In the late 1940s, the US Air Force experienced an epidemic of crashes involving several different types of aircraft. Many of the accidents were attributed to pilot error and, in the course of investigating the causes, Air Force officials re-examined the design of the cockpit itself, which had been based on the average physical dimensions of pilots from 1926. In 1950, the Air Force hired researcher Gilbert Daniels from Harvard to ascertain the degree of fit between pilots and the cockpit dimensions, which he defined as a pilot whose measurements across 10 physical characteristics were within the middle 30 percent of the range.
Gilbert's findings were astonishing – of the 4,063 pilots studied not a single one fell within the average range across all ten dimensions (Rose, 2016, p. 4). This was despite the Air Force already filtering pilot selection according to its own concept of the average, eliminating pilots from consideration who were either too tall or too short. The moral of the story, according to author Todd Rose (2016), is: Any system designed around the average person is doomed to fail (p. 8). This is the counterintuitive conclusion of his book, The End of Average – How We Succeed in a World That Values Sameness.
The idea of the average has been a fundamental organising principle of the systems that underpinned 20th-century society, from how factories were organised, to how civic policies and social rank operated, to how school systems and curricula were designed. The notion of average was critical to the quest for standardisation. In this context, the understanding of the individual lay not in the recognition of their unique talents and strengths; rather, it was arrived at by comparing them to the average and determining how far below or above the standard they measured (Rose, 2016, p. 37). It is an idea that holds little credibility any longer in the social sciences.
The ramifications of the average in educational systems has been far reaching. As public education became more widespread in the early part of the last century, much of it was based on standardisation, ensuring a common experience for students through common resources with common outcomes. It was largely a one-size-fits-all model. This notion of education has been supplanted in the last 20-30 years by an increased focus on personalisation, an attractive alternative to an inflexible and indiscriminate school experience.
The term personalisation, however, has become problematic in its application. Its ubiquity and overuse as a catch-all phrase to describe a raft of developments in education has blurred our understanding of it. Carol Ann Tomlinson (2017, March), a leading author on differentiated instruction, notes that "Personalisation is written about as... personal learning plans, portfolio demonstration of learning, small schools, blended learning, community-based learning, increasing student voice and responsibility, project-based learning, inquiry learning, computer-based learning through adaptive technologies, dual enrollment, and anything-anywhere-anytime student-designed learning." Educational Leadership, 12. The result is that personalisation - like any term that suffers from overuse – has become indistinct, imprecise and inconstant.
The lack of clarity leads inevitably to more radical interpretations of personalisation.
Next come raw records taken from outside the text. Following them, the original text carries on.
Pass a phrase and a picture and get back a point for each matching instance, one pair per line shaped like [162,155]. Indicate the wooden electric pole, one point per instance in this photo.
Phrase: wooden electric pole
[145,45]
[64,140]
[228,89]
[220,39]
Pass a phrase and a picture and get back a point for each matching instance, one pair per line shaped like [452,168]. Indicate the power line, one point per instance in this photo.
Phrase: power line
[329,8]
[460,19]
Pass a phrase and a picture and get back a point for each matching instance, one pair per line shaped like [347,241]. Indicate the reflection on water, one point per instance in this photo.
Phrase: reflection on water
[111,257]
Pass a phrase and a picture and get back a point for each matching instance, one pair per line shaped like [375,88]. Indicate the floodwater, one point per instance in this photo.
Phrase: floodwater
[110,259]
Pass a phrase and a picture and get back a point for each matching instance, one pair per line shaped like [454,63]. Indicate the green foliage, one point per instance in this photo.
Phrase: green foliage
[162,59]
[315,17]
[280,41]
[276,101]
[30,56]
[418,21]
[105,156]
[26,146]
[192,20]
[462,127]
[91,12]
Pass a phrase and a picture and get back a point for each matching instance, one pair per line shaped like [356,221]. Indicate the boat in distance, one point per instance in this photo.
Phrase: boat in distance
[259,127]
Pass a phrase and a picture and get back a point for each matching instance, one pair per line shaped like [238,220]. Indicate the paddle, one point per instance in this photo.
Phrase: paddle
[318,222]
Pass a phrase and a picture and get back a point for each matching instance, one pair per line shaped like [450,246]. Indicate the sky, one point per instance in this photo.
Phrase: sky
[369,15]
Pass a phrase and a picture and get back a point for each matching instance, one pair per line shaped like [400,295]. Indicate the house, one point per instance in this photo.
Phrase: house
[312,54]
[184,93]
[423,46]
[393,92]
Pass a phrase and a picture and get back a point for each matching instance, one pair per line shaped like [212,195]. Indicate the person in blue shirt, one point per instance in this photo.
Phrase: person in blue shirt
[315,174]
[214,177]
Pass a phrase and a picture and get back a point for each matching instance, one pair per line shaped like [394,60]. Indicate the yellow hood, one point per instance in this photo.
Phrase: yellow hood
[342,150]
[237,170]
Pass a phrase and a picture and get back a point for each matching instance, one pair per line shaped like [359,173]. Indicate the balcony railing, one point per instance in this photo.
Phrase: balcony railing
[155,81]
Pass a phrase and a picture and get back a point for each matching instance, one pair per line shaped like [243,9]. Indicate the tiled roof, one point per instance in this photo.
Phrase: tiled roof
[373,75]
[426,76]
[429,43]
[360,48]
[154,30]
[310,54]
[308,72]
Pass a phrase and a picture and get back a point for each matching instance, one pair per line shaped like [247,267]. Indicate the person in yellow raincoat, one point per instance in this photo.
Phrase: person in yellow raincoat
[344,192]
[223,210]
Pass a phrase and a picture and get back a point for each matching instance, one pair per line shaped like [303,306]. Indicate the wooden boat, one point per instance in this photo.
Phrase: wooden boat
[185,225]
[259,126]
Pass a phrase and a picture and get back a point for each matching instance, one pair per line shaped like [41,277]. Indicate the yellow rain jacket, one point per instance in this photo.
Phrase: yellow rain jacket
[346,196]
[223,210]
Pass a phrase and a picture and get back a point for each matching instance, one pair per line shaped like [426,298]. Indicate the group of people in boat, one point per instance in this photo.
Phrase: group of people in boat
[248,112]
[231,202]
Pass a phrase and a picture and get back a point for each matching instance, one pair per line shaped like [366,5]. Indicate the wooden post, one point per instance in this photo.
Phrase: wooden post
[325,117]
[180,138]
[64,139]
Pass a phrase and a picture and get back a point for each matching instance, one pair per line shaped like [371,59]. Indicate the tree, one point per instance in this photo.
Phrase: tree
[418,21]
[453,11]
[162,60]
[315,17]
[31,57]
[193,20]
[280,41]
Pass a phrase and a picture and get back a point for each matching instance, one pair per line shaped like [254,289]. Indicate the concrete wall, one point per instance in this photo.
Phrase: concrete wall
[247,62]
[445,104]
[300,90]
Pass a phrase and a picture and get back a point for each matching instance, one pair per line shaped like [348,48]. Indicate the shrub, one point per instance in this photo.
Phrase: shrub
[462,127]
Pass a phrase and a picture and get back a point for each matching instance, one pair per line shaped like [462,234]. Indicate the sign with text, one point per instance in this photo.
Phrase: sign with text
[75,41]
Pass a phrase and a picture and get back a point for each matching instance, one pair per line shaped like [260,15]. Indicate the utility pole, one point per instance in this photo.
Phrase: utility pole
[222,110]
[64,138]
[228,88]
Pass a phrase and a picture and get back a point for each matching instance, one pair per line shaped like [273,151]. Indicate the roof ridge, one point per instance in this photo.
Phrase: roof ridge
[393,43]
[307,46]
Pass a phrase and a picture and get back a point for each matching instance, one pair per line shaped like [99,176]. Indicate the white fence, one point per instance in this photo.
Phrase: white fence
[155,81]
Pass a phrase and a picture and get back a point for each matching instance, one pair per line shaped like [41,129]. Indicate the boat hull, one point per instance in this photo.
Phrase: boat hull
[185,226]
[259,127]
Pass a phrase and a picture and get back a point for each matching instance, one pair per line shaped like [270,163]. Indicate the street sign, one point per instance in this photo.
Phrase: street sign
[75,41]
For example, the notion of students learning what they want, when they want, wherever they want, and at whatever pace they want is no longer an expression of personalisation (Bray and McClaskey, n.d.). This type of approach has morphed into strict individualisation of learning, an approach with questionable merits and a thin research base that flies in the face of cognitive science. As Benjamin Riley (2017, March) points out, the novelty involved in a self-selected, self-paced learning programme is in conflict with the science of learning around effortful thinking and working memory versus long-term memory. He remarks on the irony that schools "often find they need to create 'guardrails' or frameworks around the content students are supposed to learn and the pace at which they learn in it... schools start to converge on a model not all that different from longstanding education models with a scope and sequence." Educational Leadership, 71.
Schools need to be clear about they mean when they promulgate personalisation as a means to an end – enhancing student learning. At Mulgrave, personalisation is defined as the personalisation of learning, support and curriculum. Learning becomes personalised when teachers empower student voice in participating in the design of their learning, in choosing topics and selecting resources, and in demonstrating learning through competency-based assessments with live time feedback. Support becomes personalised when teachers begin with the learner - and not the content – and guide students to set objectives specific to themselves. They help students build a network of teachers, peers and others who can support and strengthen their learning. And curriculum becomes personalised through expanded programme offerings and choice. The Grade 5 Exhibition, the LEAP programme and the addition of new courses in Design, Economics and Philosophy in the Senior School are prime examples of the increased personalisation of curriculum available to Mulgrave students.
Personalisation is a fine ideal. It holds the potential to inspire students, strengthen their motivation and deepen their learning. It is fundamentally about creating classrooms that honour the individual, that help students achieve their personal best. If Todd Rose is indeed correct and no one fits the definition of average, then we ought to be clear about how we personalise learning to help students maximize their potential. At Mulgrave, personalisation is a cornerstone of the school's strategic plan to provide students with a more enriched, extended, applied and international education. It is fundamental to achieving our mission, Inspiring Excellence in Education and Life.